FIG. 3 illustrates the arrangement of printing cylinders in an offset printing operation. The cylinders include a plate cylinder 30 which includes a printing plate on its periphery (not shown), a blanket cylinder 32 carrying the printing blanket construction 12 on its periphery, and an impression cylinder 34. In a printing operation, ink is applied to the printing plate of plate cylinder 32 and the image is transferred from the plate cylinder to the blanket cylinder 32. A web (not shown) is passed into a nip formed by the blanket cylinder 32 and impression cylinder 34 and receives the image. In use, the reduced gap between the leading and trailing edges resulting from the contoured leading edge of the blanket results in better print quality, larger print lengths, and less press wear at high speeds. The contoured leading edge also functions to prevent damage to the leading edge from impact between the blanket cylinder and the plate cylinder and between the blanket cylinder and the impression cylinder.

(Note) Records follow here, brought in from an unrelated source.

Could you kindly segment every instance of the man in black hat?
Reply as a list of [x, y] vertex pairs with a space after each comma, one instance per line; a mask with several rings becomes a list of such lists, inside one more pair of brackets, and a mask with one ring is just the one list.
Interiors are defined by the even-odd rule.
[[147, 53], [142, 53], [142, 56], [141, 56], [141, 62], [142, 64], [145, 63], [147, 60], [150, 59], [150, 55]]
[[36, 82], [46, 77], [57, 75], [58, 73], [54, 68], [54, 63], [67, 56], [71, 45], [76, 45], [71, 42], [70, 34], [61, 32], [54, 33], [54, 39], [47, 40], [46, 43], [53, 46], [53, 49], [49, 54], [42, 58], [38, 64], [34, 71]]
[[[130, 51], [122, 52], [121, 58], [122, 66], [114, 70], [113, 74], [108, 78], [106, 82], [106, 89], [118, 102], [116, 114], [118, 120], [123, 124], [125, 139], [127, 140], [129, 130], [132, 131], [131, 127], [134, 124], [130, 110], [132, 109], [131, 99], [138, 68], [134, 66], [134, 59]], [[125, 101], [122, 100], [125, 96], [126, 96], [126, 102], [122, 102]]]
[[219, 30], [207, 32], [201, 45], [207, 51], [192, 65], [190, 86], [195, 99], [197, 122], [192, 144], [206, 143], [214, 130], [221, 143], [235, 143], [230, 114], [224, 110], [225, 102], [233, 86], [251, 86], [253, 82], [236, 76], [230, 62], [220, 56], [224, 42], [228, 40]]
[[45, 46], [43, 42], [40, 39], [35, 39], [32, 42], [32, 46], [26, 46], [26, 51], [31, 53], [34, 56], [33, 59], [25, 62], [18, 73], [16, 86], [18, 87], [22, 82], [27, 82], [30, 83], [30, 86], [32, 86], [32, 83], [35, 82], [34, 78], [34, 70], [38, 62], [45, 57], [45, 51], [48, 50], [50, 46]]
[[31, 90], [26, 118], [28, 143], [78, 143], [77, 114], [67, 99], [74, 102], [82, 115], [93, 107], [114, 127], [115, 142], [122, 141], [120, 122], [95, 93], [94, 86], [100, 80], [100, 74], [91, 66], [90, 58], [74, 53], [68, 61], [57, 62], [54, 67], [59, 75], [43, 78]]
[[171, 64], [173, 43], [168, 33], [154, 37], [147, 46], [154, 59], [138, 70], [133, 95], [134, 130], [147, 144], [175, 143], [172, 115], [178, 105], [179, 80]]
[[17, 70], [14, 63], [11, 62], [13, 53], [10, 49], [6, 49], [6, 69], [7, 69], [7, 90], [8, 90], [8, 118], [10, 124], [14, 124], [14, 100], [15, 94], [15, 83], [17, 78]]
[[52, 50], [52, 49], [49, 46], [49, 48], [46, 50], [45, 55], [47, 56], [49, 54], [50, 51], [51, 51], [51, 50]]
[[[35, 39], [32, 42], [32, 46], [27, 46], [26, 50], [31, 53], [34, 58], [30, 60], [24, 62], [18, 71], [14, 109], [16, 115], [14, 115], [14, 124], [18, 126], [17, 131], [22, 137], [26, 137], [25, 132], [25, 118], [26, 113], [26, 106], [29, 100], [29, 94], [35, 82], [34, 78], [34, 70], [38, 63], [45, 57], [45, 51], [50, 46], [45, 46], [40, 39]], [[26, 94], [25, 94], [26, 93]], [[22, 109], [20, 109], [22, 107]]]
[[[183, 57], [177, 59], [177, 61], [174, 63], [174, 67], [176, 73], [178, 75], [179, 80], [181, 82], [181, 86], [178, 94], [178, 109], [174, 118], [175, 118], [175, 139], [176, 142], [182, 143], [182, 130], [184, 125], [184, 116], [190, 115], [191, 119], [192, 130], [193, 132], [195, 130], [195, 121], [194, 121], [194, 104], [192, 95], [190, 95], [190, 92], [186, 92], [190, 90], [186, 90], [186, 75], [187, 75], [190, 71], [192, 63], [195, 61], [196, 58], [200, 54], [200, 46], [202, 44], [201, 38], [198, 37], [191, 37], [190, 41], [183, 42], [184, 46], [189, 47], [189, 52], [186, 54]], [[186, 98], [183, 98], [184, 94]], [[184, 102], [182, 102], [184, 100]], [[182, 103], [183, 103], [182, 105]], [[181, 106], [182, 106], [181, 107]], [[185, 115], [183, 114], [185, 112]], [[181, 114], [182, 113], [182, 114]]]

An alternative embodiment of the printing blanket construction is illustrated in FIG. 4. In this embodiment of the invention, a portion of the leading edge of the blanket has been removed, and an optional sealant has been applied to the leading edge., In the embodiment shown in FIG. 4, a portion of the top ply 18 has been removed such that the leading edge has a stair-step configuration. A sealant 36 is included in the area of the removed top ply and extends down to the backing ply 24. Thus, the sealant provides a liquid-tight seal to the leading edge of the blanket. The sealant used in the present invention may comprise any conventional sealant that provides chemical and moisture-resistance including, but not limited to, epoxy adhesives, hot melt adhesives, polyurethane adhesives, moisture curable adhesives, UV curable adhesives, heat curable adhesives, cyanoacrylate adhesives, fluorosilicone adhesives, fluoropolymer-based adhesives, and acrylic-based adhesives.

FIG. 5 illustrates an alternative embodiment where a portion of the top, intermediate, and bottom plies has been removed to provide a beveled configuration to the leading edge. As shown, the sealant 36 extends from the top ply 18 of the blanket to the backing ply 24.

FIG. 6 illustrates yet another alternative embodiment in which a portion of the top ply and a portion of the intermediate and bottom plies have been removed to form a combination beveled/stair-stepped configuration.

While the three embodiments shown in FIGS. 4-6 and disclosed herein illustrate preferred configurations for providing increased surface area to the blanket leading edge for the application of sealant, it should be appreciated that other portions of the leading edge may be removed to provide different configurations as long as they effectively increase the surface area of the blanket edge to which the sealant is applied.

In the above embodiments, the portion(s) of the ply or plies of the blanket is/are preferably removed by grinding, cutting, skiving, burning, water jetting, or laser ablading. Alternatively, the plies may be molded or cast to form the desired configuration. In embodiments where more of the upper portion than the lower portion of the leading edge is removed, the preferred method of removal is grinding with a rotary grinding wheel. Preferably, the leading edge of the blanket is ground to a depth is of from about 1.0 to about 7.5 mm, and more preferably from about 2.0 mm to about 5.0 mm.

In embodiments where a beveled edge profile is desired, a single pass with a profiled wheel is preferred. In embodiments where a stair-stepped profile is desired, multiple passes with a flat wheel are preferred. To achieve the preferred combination stair-step and beveled profile, a beveled edge is first achieved using a profiled wheel, followed by grinding with a flat wheel.

After removal of the desired areas of the end edges, the sealant 30 is applied. After the sealant has been applied to the end edges, and cured (if necessary) the blanket may be mounted on a blanket cylinder for use.